Modest: Using a subtler brush

Text Menu




Anchors may be only slightly set apart from the main text, to fade into the background subtly and yet still be noticed--almost on the basis of that subtlety rather than standard. Slight changes in color, font-type, font-face, or font-size allow the reader to take a small note of the anchor without being distracted from the non-anchoral content. These subtler designs guide the reader to finding the link, yet tone down the importance of the link in the overall reading.

Calming and gentle

~water ~water ~water ~ [59] and In the Changing Room [8] provide very slight variations in the text, both to promote a gentle voice for the reading that tones down the intrusion of the anchor's presentation of a reader choice. Reagan Library's [47] textual links are merely indicated with the same color underline, which reinforces the calm, almost liquid, tone of the main selectively animated anchor. Yet all of these works break the calming spell when the reader hovers over the links, as the "hotlink" turns red.

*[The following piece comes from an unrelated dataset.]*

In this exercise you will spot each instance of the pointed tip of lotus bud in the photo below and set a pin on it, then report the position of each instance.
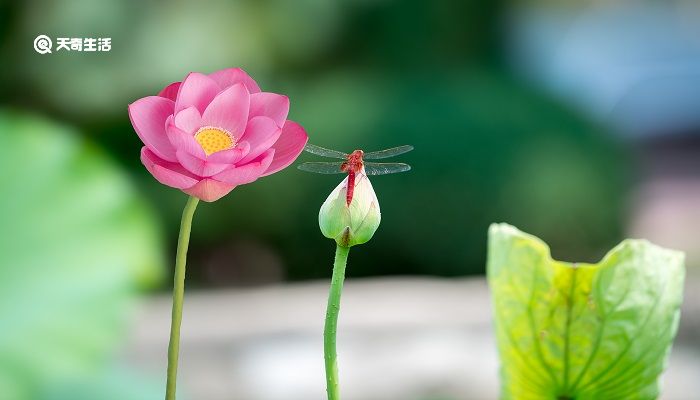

Integrated into the overall look

Modest decorations can be a variation on a theme, such as The Pines at Walden Pond [39] (green links with green text) or part of the overall graphical characteristics, as Him's [9] modest anchors (merely grey radio buttons on the side of a grey box) contribute to the austere and structured look.

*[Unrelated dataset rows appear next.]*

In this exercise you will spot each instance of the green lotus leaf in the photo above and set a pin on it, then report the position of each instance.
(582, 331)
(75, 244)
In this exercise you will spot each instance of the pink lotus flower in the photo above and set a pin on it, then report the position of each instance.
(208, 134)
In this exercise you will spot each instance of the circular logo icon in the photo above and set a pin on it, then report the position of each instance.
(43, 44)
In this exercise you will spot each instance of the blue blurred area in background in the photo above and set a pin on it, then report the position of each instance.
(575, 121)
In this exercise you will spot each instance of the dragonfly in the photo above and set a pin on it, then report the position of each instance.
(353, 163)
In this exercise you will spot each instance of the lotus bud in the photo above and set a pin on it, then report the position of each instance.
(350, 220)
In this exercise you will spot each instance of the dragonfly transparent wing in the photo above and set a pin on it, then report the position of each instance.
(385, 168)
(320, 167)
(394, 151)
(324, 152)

There are further hues of modesty, where works that usually employ moderate or standard decoration schemas sometimes drop into a more suble key: The Unknown [56] occasionally uses a mere underline to indicate its links, taking a break from the dense anchor filled embedded text.


Subtle hints

The Ballad of Sand and Harry Soot [61] provides a subtle navigation bar at the bottom, a nearly hidden tool that gently reminds the reader of two other navigational strategies: a random strategy where all of the pages are represented by small grey 0s at the bottom of the black screen, and turn white when clicked, and the metanavigation to return home, get directions, etc.